Rejection Recovery · Primly Community

how to keep applying after getting rejected from your dream company

newgrad_neil · 4 replies

i finally got to final round at the company i'd been targeting since sophomore year. five rounds, a take-home, the whole thing. i prepped for like three weeks straight. then the email came on a tuesday afternoon and it just said "we've decided to move forward with other candidates at this time."

i know that's not the end of the world. i know this rationally. but it knocked me sideways in a way regular rejections don't, because i had built that job up into something it was never going to be. like it was going to solve everything.

spent two days barely touching applications. just kind of staring at my laptop.

what actually helped me start moving again:

separating the company from the fantasy. i realized i had a mental image of my life-with-this-job that was completely fictional. the job was a real thing, but my version of it was not. once i acknowledged that, the loss felt smaller.

giving myself exactly 48 hours. not indefinite rest, but a defined container. i was going to feel bad until thursday, and then thursday i was going to open one application. just one.

not catastrophizing the signal. i did not bomb the interviews. i did fine by most measures. they probably just had an internal candidate or someone with a very specific experience i didn't have. final round rejections are not the same as "you're not good enough, ever."

still hard though. week 14 of searching now, class of 2025. if anyone else is in that place where you built up one role into the whole narrative, i see you.

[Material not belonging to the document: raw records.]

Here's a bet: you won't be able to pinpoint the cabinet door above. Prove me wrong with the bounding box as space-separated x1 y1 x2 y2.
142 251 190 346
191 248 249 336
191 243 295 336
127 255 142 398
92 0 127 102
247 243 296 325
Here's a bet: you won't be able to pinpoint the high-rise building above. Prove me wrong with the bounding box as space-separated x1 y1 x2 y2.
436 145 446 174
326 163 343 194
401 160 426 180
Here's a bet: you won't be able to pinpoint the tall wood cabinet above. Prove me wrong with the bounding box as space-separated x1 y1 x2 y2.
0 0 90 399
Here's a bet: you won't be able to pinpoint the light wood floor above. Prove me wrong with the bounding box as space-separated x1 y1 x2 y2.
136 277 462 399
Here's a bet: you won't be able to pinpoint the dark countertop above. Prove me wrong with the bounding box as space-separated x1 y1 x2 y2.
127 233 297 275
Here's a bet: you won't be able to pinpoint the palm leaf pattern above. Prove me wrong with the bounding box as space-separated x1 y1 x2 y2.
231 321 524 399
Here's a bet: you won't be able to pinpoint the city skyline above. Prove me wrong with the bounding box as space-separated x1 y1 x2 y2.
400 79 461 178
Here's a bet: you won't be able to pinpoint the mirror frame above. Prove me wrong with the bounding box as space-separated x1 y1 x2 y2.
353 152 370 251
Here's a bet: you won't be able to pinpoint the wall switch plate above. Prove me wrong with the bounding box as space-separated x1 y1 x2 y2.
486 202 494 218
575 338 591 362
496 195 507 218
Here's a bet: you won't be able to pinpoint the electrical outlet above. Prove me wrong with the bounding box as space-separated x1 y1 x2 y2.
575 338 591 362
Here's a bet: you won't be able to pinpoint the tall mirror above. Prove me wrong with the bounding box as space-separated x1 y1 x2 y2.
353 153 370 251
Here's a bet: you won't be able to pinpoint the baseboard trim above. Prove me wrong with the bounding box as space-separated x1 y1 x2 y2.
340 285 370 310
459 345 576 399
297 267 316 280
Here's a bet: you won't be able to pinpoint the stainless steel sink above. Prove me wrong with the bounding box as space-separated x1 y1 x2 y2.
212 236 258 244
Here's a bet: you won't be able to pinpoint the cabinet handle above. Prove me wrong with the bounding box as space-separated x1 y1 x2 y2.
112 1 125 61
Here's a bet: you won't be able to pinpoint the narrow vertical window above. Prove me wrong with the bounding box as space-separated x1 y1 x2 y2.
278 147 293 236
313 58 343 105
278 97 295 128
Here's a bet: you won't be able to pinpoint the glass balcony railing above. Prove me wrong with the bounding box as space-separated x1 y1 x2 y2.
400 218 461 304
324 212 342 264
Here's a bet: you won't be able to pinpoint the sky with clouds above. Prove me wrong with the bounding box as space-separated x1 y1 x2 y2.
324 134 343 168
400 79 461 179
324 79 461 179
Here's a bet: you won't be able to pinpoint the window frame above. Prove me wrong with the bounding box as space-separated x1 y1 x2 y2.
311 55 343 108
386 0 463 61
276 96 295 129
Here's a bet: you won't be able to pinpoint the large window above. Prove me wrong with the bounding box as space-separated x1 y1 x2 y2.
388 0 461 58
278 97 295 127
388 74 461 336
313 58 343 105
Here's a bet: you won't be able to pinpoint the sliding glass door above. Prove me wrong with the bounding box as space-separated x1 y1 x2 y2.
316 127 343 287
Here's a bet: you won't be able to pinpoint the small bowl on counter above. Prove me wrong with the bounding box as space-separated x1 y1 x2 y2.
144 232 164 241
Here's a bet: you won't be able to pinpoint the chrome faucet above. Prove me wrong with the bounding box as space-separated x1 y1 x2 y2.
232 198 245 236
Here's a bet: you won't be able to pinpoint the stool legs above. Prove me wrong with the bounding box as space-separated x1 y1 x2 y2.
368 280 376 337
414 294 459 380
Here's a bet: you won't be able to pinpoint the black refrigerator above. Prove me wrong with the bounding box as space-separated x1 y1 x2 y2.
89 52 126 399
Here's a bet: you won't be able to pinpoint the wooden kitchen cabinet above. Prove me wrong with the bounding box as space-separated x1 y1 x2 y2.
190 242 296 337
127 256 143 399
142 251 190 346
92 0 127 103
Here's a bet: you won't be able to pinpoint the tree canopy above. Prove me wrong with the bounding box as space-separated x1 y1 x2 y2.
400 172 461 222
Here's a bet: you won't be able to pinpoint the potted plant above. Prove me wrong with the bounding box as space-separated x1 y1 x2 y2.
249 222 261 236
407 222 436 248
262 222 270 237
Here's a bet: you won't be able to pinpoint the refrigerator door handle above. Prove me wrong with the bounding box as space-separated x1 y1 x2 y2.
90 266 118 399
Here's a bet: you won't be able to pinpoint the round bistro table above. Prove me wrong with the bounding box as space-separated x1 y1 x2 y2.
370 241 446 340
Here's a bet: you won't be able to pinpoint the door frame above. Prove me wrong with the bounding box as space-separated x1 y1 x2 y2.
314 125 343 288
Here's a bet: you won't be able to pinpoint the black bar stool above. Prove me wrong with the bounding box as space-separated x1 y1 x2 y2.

what helped you get back on track after a rejection you really felt?

4 replies

returner_ren

the 48-hour container thing is real. open-ended "I'll rest until I feel better" is a trap because you never get a clear signal that you feel better. putting a time box on it gives you permission to feel bad AND a clear re-entry point. used this during a really bad stretch last year.

brand_ben

yeah exactly. the ambiguity was part of what made it worse. i didn't know if i was recovering or just avoiding. the deadline made it feel like recovery.

pm_priya

the "I had a fantasy version of this job" framing hit me. i've done this too. built an entire imagined future on a role that hadn't offered itself. when you lose the rejection and the fantasy at once, it's double the grief. naming the fantasy helps you grieve the right-sized thing.

ux_uma

from the other side: final round rejections are genuinely often about a specific constraint that has nothing to do with you. someone's internal candidate got approved at the last minute. a headcount got frozen. the team went a different direction on the role scope. you rarely get the real reason, which i know doesn't make it hurt less, but the signal is much noisier than candidates realize.